Pengertian Pesekusi Menurut Ahli
Menurut Damar Juniarto (Anggota Koalisi Anti Persekusi dari Safenet) Damar mengungkapkan bahwa, Persekusi itu beda dengan main hakim sendiri, dalam makna yang sebenarnya persekusi itu adalah tindakan memburu seseorang atau golongan tertentu.
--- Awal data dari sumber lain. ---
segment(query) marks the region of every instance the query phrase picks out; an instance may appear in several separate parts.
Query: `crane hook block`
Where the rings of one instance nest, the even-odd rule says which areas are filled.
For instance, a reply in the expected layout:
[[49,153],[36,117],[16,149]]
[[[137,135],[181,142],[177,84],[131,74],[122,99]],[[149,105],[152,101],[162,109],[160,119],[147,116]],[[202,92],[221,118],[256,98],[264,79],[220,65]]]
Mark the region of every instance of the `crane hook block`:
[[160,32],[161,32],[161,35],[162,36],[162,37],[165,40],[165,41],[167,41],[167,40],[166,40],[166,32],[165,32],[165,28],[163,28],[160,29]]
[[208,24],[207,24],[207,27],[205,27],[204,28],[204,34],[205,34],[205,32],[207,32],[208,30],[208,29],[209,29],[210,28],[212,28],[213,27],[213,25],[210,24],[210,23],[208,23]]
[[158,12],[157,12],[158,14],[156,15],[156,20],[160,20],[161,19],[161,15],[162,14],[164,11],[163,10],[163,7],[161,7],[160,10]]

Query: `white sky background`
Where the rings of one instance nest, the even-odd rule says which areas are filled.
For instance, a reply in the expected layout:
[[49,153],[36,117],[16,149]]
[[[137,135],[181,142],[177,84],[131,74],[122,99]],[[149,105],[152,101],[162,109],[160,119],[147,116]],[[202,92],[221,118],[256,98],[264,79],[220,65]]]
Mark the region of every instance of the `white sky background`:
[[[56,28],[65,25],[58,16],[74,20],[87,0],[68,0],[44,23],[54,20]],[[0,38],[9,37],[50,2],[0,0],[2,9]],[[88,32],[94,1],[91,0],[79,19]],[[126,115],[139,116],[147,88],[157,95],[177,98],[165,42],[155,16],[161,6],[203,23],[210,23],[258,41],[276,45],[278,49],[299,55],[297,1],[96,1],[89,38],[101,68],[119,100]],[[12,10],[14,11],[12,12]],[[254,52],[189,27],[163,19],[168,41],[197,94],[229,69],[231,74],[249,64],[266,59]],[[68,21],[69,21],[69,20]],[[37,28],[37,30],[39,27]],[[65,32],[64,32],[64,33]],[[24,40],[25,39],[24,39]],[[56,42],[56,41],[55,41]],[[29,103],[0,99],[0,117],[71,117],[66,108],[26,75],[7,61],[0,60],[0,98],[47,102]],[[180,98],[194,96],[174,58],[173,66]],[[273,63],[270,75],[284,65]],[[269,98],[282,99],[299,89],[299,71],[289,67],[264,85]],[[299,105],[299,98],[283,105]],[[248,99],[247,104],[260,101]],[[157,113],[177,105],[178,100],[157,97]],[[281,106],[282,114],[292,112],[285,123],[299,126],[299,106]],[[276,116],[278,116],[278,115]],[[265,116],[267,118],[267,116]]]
"Adalah tindakan suatu pihak secara sewenang-wenang dan sistematis juga luas, jadi beda dengan main hakim sendiri," jelas Damar saat mengahadiri konferensi press bersama YLBHI serta Koalisi Anti persekusi, di kantor YLBHI, Jakarta, Kamis (1/6).
Contoh Kasus Persekusi
"Kasus ini menimpa remaja berusia 15 tahun berinisial PMA yang merupakan salah satu warga Cipinang Muara, Jakarta Timur serta Fiera Lovita, seorang dokter di Rumah Sakit Umum Daerah Kota Solok, Sumatera Barat."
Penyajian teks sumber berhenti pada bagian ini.